‘The days at Joya unfold organically and I am gently guided by
the sun and the wind; I follow a quiet curiosity prompted by the sierras and
the barrancos. As I lean in and surrender myself to this rhythm,
I catch a glimpse of a mere moment in geologic time — acknowledging and
accepting that the space I occupy is governed by the vast natural cycles of
the alpine desert, but also by the complications of land use, ownership,
abandonment and agricultural practice.
I came to Los Gázquez (home of Joya:) keen to explore embodiment through landscape
as something continually produced through peripatetic and optical experiences,
but also through historical, social, material, linguistic, cultural and geopolitical
conditions.

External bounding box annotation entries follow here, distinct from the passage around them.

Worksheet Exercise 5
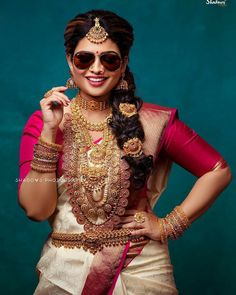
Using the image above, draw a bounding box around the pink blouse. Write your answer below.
[18,104,227,195]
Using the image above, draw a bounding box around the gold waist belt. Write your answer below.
[51,228,145,254]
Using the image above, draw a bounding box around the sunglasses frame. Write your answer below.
[72,50,123,72]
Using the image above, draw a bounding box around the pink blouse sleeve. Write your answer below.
[18,111,43,191]
[162,112,227,177]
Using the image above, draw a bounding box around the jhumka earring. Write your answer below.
[66,71,78,89]
[115,73,129,90]
[86,17,108,44]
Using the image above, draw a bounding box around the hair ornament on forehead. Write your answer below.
[119,102,137,117]
[86,17,108,44]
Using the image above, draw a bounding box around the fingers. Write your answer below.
[40,94,69,109]
[52,86,68,92]
[131,228,147,236]
[40,86,70,108]
[125,210,139,216]
[122,221,144,229]
[120,216,134,224]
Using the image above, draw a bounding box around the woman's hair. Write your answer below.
[64,10,153,189]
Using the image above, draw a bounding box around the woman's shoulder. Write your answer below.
[140,102,178,119]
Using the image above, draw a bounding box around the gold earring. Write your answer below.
[115,73,129,90]
[66,71,78,89]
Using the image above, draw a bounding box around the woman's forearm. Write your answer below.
[181,167,232,222]
[19,126,57,221]
[19,170,57,221]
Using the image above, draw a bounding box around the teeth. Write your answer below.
[87,78,105,82]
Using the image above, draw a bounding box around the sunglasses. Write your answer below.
[73,51,122,72]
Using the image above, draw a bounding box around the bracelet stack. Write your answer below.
[158,206,190,244]
[31,136,62,173]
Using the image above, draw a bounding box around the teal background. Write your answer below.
[0,0,236,295]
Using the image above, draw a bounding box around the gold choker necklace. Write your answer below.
[76,93,109,111]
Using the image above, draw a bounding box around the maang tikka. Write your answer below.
[86,17,108,44]
[115,73,129,91]
[65,71,78,89]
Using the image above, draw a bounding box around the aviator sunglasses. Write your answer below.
[73,51,122,72]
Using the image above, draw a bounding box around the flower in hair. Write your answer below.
[123,137,143,157]
[119,102,137,117]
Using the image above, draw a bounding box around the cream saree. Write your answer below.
[34,176,178,295]
[34,110,178,295]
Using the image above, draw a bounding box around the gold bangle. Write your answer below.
[174,206,191,228]
[38,136,62,151]
[157,218,167,244]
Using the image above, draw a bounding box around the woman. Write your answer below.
[19,10,231,295]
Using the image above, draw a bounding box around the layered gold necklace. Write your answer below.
[64,100,130,230]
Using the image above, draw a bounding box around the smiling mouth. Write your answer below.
[86,77,108,87]
[86,77,107,82]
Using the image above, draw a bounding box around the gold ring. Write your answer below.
[44,89,53,98]
[134,212,145,223]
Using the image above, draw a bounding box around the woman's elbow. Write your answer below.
[24,209,54,222]
[214,166,233,188]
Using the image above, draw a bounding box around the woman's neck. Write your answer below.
[79,91,110,102]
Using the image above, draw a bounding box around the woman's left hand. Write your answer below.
[121,210,160,241]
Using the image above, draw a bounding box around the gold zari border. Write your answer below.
[51,229,144,254]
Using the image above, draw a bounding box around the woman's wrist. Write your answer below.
[157,206,190,244]
[40,125,57,143]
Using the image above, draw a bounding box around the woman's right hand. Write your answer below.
[40,86,70,133]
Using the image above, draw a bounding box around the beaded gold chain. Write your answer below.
[64,100,130,231]
[74,97,111,131]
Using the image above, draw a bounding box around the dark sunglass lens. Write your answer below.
[74,52,94,70]
[101,53,121,71]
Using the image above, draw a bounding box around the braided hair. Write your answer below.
[64,10,153,189]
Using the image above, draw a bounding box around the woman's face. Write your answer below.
[67,38,127,99]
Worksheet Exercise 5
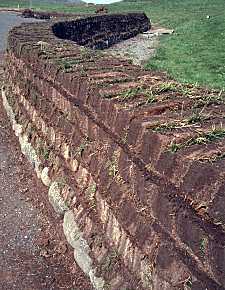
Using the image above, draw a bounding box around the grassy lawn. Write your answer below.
[0,0,225,89]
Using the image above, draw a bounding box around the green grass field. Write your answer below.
[0,0,225,89]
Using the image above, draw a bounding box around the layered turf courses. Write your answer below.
[2,13,225,290]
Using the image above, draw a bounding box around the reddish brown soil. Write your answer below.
[0,52,92,290]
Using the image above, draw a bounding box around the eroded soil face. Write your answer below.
[0,54,92,290]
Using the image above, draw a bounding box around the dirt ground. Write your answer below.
[105,24,174,66]
[0,54,92,290]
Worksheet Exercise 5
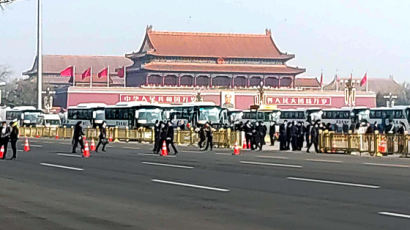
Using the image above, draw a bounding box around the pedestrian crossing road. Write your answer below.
[0,139,410,229]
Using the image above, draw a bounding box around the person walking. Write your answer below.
[198,125,206,149]
[72,121,84,153]
[10,121,19,160]
[256,121,266,151]
[152,120,162,153]
[166,121,178,155]
[204,123,214,151]
[156,122,169,154]
[279,120,288,150]
[0,121,10,160]
[269,121,276,146]
[306,122,320,153]
[243,121,252,148]
[95,121,108,153]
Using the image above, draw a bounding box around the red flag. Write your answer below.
[117,66,125,78]
[60,66,74,77]
[98,67,108,78]
[81,67,91,80]
[360,73,367,86]
[320,73,323,87]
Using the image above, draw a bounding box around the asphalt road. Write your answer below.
[0,139,410,230]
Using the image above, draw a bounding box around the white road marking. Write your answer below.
[121,146,140,150]
[363,162,410,168]
[152,179,229,192]
[215,153,232,156]
[256,155,289,160]
[40,163,84,171]
[138,153,176,157]
[287,177,380,189]
[378,212,410,219]
[306,158,343,163]
[57,153,81,157]
[240,161,302,168]
[141,161,194,169]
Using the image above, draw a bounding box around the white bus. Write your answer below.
[39,114,61,128]
[367,106,410,131]
[65,103,107,127]
[321,107,369,132]
[5,106,43,126]
[105,102,163,128]
[163,102,229,128]
[278,108,321,124]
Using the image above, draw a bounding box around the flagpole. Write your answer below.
[124,66,127,88]
[73,65,75,86]
[90,66,93,88]
[107,66,110,87]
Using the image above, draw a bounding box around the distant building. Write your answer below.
[324,76,403,95]
[23,55,132,89]
[126,27,305,88]
[24,27,376,109]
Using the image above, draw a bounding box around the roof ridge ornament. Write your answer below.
[145,25,152,32]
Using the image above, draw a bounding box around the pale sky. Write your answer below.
[0,0,410,82]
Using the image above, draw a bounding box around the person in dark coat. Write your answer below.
[0,121,10,160]
[256,121,267,151]
[198,125,206,149]
[286,122,293,150]
[279,120,288,150]
[72,121,84,153]
[244,121,252,148]
[251,122,260,150]
[306,123,320,153]
[304,122,312,148]
[290,122,298,151]
[297,121,305,151]
[152,120,162,153]
[95,121,108,152]
[269,122,276,146]
[156,122,169,154]
[10,121,19,160]
[204,123,214,151]
[166,121,178,155]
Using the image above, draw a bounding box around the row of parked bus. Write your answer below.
[0,102,410,130]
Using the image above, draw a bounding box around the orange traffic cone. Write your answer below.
[83,141,90,158]
[242,140,246,149]
[161,141,168,156]
[24,138,30,152]
[233,143,240,155]
[90,139,95,151]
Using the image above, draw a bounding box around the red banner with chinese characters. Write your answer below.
[265,96,332,105]
[120,94,196,104]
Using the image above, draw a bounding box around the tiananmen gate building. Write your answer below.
[24,26,376,109]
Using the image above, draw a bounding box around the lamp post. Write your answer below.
[383,93,397,108]
[345,78,356,107]
[258,81,265,106]
[37,0,43,110]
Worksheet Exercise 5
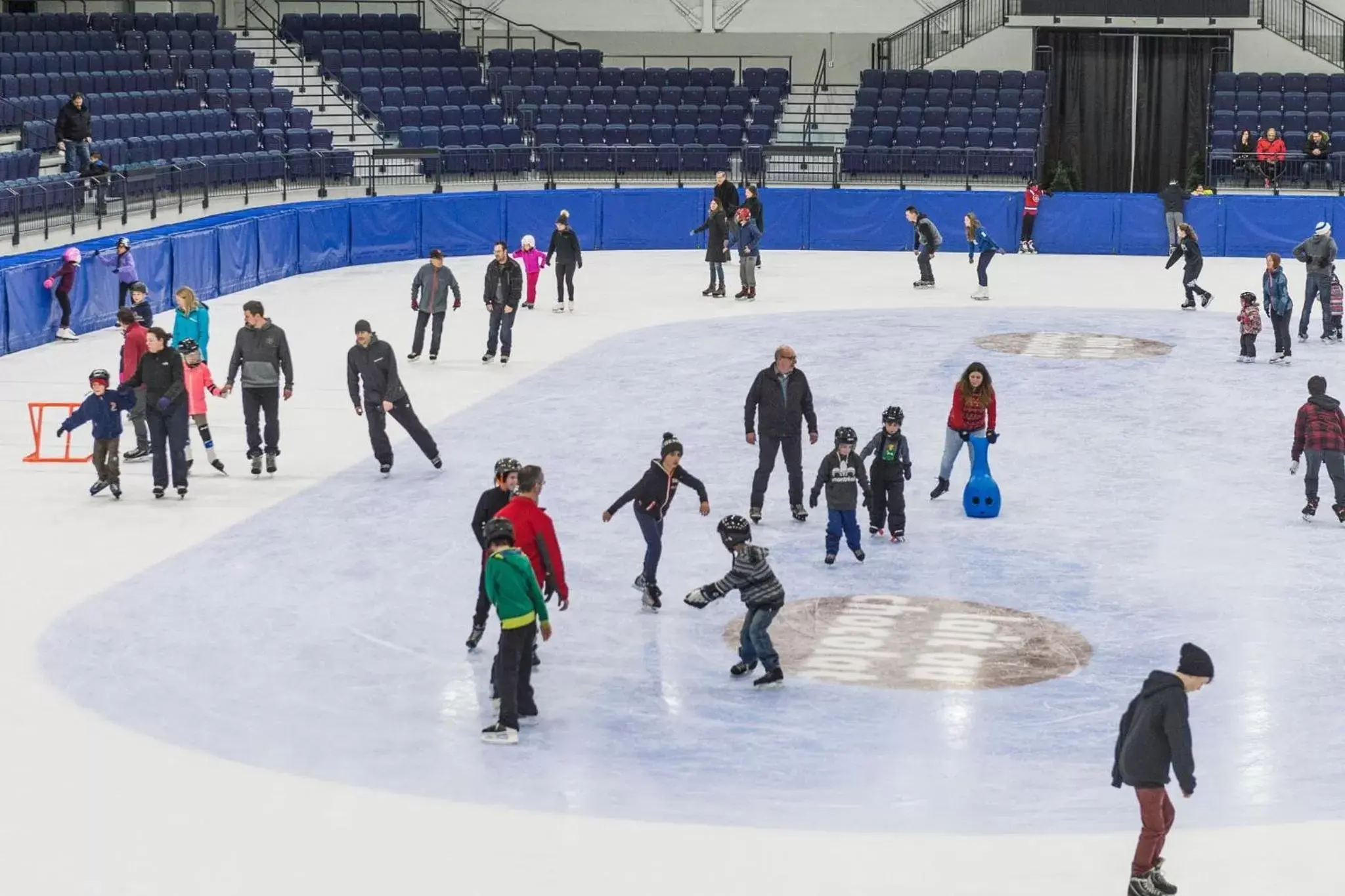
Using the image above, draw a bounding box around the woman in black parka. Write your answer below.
[692,199,729,298]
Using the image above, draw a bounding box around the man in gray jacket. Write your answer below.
[1294,221,1336,343]
[219,299,295,475]
[406,249,463,362]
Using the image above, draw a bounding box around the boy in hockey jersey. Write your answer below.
[860,406,910,543]
[467,457,523,650]
[684,513,784,688]
[808,426,869,566]
[56,368,136,498]
[481,517,552,744]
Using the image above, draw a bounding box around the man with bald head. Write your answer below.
[742,345,818,523]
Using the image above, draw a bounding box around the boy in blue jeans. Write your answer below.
[808,426,869,566]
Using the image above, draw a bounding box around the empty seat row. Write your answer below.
[860,68,1046,90]
[850,106,1041,127]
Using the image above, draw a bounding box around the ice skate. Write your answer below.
[752,666,784,688]
[481,721,518,747]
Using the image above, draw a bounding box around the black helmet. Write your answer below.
[717,513,752,551]
[481,516,514,544]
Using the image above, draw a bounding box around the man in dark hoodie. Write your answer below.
[1111,643,1214,896]
[1289,376,1345,523]
[345,321,444,475]
[1294,221,1336,343]
[219,299,295,475]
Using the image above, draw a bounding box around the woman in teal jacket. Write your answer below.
[1262,253,1294,364]
[172,286,209,362]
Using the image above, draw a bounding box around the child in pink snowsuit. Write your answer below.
[514,234,546,310]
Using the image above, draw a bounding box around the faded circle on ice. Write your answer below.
[724,594,1092,691]
[977,333,1173,362]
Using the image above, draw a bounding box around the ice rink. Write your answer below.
[0,250,1345,896]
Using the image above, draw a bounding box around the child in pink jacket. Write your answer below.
[177,339,229,475]
[514,234,546,310]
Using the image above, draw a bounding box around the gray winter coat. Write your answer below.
[1294,234,1336,277]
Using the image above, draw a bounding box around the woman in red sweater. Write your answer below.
[929,362,1000,501]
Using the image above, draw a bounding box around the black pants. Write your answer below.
[556,262,577,302]
[364,398,439,463]
[145,399,187,489]
[752,435,803,508]
[56,289,70,329]
[244,385,280,458]
[495,622,537,731]
[869,470,906,534]
[412,312,448,357]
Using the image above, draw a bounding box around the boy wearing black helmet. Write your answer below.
[684,513,784,688]
[481,517,552,744]
[808,426,869,566]
[860,406,910,543]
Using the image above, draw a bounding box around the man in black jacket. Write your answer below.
[742,345,818,523]
[345,321,444,475]
[56,91,93,175]
[481,243,523,364]
[1111,643,1214,896]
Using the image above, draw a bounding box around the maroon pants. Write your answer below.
[1130,787,1177,877]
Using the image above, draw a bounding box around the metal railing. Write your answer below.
[870,0,1010,68]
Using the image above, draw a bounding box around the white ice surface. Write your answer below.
[0,253,1345,896]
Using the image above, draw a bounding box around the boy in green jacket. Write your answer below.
[481,517,552,744]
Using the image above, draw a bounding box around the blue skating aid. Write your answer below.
[961,435,1000,520]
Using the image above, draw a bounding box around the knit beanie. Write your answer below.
[1177,643,1214,680]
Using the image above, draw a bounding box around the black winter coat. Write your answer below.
[742,364,818,438]
[692,208,732,265]
[485,255,523,308]
[345,333,406,407]
[1111,670,1196,794]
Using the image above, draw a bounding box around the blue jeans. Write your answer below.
[738,606,780,672]
[827,511,860,553]
[635,511,663,584]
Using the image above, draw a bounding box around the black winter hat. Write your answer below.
[1177,643,1214,680]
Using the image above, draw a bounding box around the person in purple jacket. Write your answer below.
[93,236,140,308]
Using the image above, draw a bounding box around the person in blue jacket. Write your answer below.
[729,205,761,302]
[172,286,209,363]
[961,211,1003,302]
[56,368,136,498]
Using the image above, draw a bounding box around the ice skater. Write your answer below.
[56,368,136,498]
[1111,643,1214,896]
[906,205,943,289]
[41,246,81,343]
[345,320,444,475]
[929,362,1000,501]
[514,234,546,310]
[808,426,871,566]
[603,433,710,610]
[1237,293,1260,364]
[1262,253,1294,364]
[860,406,910,543]
[467,457,523,650]
[684,513,784,688]
[961,211,1003,302]
[1289,376,1345,523]
[1165,224,1214,309]
[175,339,229,475]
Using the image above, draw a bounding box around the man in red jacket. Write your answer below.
[117,308,149,461]
[1289,376,1345,523]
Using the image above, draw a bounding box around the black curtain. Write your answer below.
[1037,28,1134,192]
[1136,35,1228,194]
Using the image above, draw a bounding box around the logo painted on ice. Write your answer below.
[724,594,1092,691]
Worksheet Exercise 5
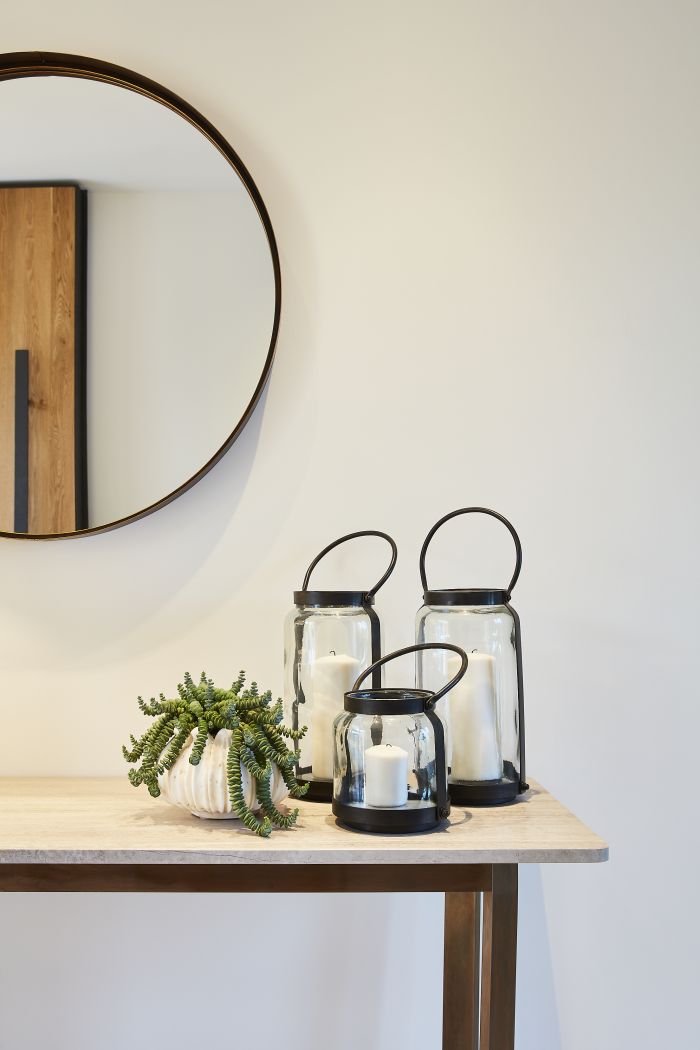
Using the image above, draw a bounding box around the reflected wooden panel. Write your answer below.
[0,186,87,533]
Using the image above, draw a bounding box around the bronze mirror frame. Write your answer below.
[0,51,281,540]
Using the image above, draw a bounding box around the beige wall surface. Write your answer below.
[0,0,700,1050]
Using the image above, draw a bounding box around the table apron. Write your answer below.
[0,863,493,894]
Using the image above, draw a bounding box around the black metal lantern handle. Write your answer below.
[351,642,469,711]
[420,507,523,602]
[301,529,399,601]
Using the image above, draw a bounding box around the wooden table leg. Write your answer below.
[479,864,517,1050]
[443,893,481,1050]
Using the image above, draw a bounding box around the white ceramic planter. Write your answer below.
[158,729,289,820]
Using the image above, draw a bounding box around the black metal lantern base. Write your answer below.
[448,762,527,806]
[333,799,449,835]
[449,780,518,806]
[298,780,333,802]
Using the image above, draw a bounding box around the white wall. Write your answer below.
[0,0,700,1050]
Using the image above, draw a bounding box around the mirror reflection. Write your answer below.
[0,76,276,536]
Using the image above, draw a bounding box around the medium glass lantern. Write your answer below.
[416,507,528,805]
[284,529,397,802]
[333,645,468,834]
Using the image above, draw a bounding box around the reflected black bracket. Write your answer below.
[15,350,29,532]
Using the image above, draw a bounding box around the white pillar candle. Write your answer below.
[364,743,408,807]
[301,653,362,780]
[447,652,503,780]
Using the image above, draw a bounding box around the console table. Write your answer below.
[0,779,608,1050]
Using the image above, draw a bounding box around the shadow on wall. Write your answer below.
[515,864,563,1050]
[0,390,273,668]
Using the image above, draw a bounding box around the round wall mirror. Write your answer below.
[0,53,280,539]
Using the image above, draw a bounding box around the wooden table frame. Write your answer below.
[0,864,517,1050]
[0,780,608,1050]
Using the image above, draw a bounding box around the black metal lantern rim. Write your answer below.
[333,798,449,835]
[294,590,375,609]
[343,689,434,715]
[297,777,333,802]
[448,777,528,806]
[423,587,510,606]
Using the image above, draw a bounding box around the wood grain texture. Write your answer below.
[479,864,517,1050]
[0,186,77,533]
[0,778,608,865]
[0,860,491,896]
[443,894,482,1050]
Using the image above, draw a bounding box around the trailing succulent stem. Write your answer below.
[122,671,307,837]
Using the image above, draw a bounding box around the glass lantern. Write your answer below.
[333,645,468,834]
[416,507,528,805]
[284,529,397,802]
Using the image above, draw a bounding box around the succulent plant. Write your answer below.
[122,671,309,837]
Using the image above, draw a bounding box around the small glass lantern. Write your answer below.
[333,645,468,834]
[416,507,528,805]
[284,529,397,802]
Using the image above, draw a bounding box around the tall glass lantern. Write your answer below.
[416,507,528,805]
[284,529,397,802]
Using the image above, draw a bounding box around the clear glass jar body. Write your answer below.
[284,605,373,785]
[416,605,521,789]
[333,712,438,812]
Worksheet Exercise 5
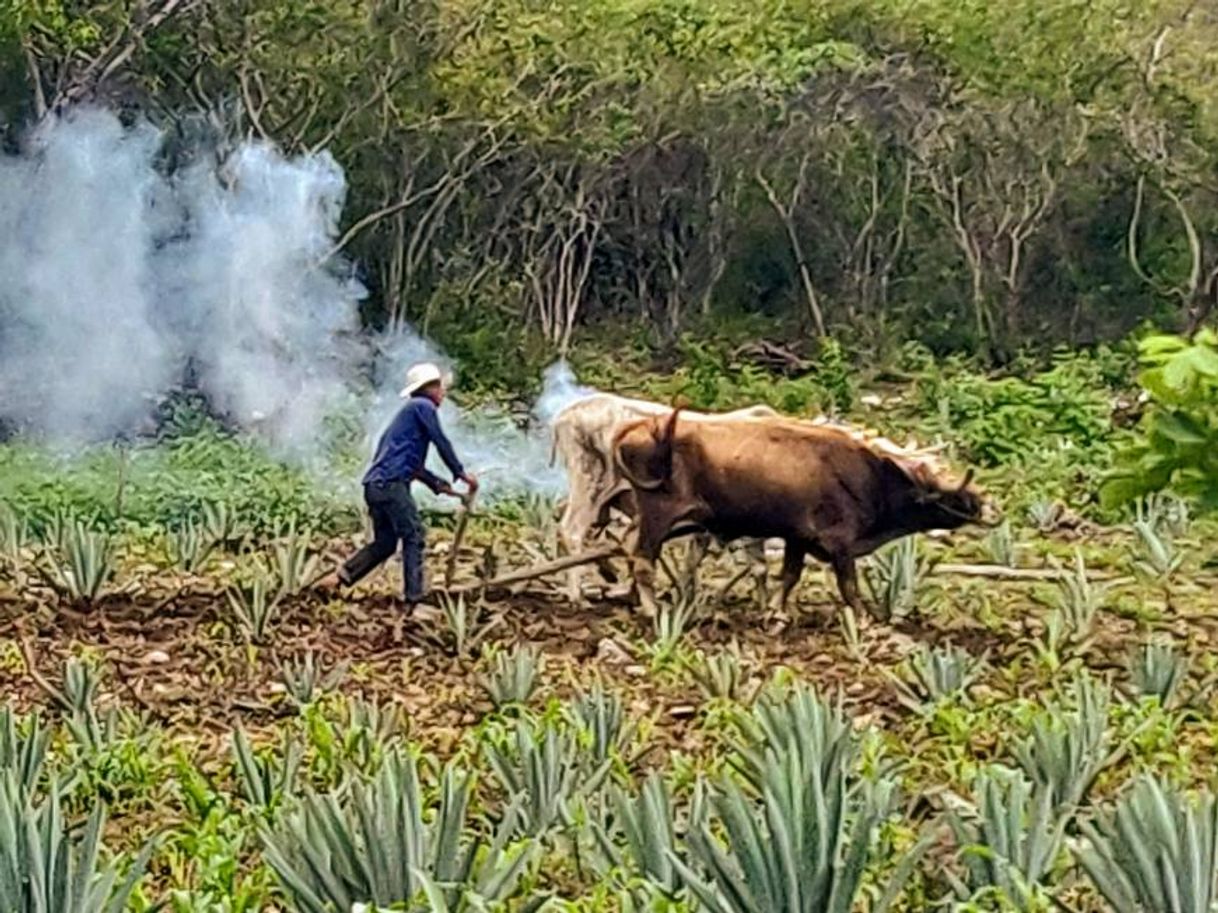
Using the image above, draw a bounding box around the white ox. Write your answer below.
[551,393,778,604]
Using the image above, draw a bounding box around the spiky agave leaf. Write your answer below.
[0,771,152,913]
[262,752,535,913]
[40,520,114,605]
[225,565,283,644]
[1012,674,1119,814]
[482,719,611,836]
[279,650,347,708]
[481,645,546,707]
[864,536,926,621]
[570,680,635,764]
[593,773,702,897]
[670,750,911,913]
[1129,642,1190,707]
[948,766,1071,913]
[0,707,51,792]
[896,644,985,711]
[732,684,856,789]
[233,727,305,811]
[272,517,320,599]
[1077,777,1218,913]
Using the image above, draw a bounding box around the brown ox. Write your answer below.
[551,393,778,601]
[613,410,990,611]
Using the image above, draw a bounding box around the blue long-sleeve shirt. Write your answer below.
[363,396,465,492]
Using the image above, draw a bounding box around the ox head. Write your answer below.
[914,470,1001,530]
[613,405,682,492]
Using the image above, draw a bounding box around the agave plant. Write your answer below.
[233,728,303,812]
[571,682,633,764]
[202,500,240,545]
[652,582,705,660]
[62,657,119,752]
[0,707,51,794]
[946,766,1071,913]
[1129,643,1189,707]
[898,644,984,711]
[481,646,546,707]
[1050,549,1107,649]
[272,520,320,599]
[166,520,216,573]
[689,649,747,700]
[1078,777,1218,913]
[225,565,283,644]
[1028,498,1062,533]
[1012,676,1118,816]
[41,520,114,605]
[592,773,705,900]
[864,536,924,621]
[0,504,29,566]
[733,684,855,789]
[279,650,347,710]
[438,592,499,656]
[482,719,611,838]
[985,520,1018,567]
[669,751,924,913]
[1134,492,1191,536]
[0,771,152,913]
[1133,520,1184,583]
[262,752,541,913]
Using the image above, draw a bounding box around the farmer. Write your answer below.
[331,363,477,612]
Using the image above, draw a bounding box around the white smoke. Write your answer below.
[0,110,364,447]
[365,326,596,506]
[0,110,596,503]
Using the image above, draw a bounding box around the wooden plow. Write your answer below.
[448,545,626,594]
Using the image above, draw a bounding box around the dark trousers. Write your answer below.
[340,482,425,603]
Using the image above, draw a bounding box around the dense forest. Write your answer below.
[0,0,1218,363]
[0,0,1218,913]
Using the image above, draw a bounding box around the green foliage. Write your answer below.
[917,354,1112,470]
[263,754,533,913]
[1102,329,1218,510]
[0,707,51,795]
[864,536,926,621]
[279,650,347,710]
[672,720,907,913]
[948,766,1069,913]
[899,644,984,710]
[224,564,283,645]
[40,520,114,605]
[1129,643,1189,707]
[480,646,546,707]
[1013,677,1116,814]
[571,682,635,764]
[482,719,611,838]
[0,772,152,913]
[233,728,302,812]
[1078,777,1218,913]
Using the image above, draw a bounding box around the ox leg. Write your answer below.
[832,555,870,620]
[744,539,770,612]
[778,539,808,614]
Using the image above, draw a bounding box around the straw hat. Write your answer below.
[398,362,445,399]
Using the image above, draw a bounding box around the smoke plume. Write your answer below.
[0,110,592,503]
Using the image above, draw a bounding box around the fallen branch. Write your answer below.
[445,489,475,587]
[931,564,1119,581]
[448,547,625,594]
[21,638,72,712]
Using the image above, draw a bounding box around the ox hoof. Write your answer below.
[605,583,633,599]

In the time that I have spent walking the land and sharing dynamic
conversation with my warm hosts and fellow residents, I felt compelled to write
a series of poems. I hope that this collection, which naturally clustered into
corresponding times of the day, will act as seeds to be sown at a later date —
an alternative form of research. The process of creative writing has become for
me a curatorial methodology that I cherish equally if not more than the more
traditional forms of investigation which may subsequently accompany it’.
Katie Lawson is currently completing her Master of Visual Studies in Curation at the University of Toronto, having previously completed an MA in Contemporary Art and BFA in Studio Art.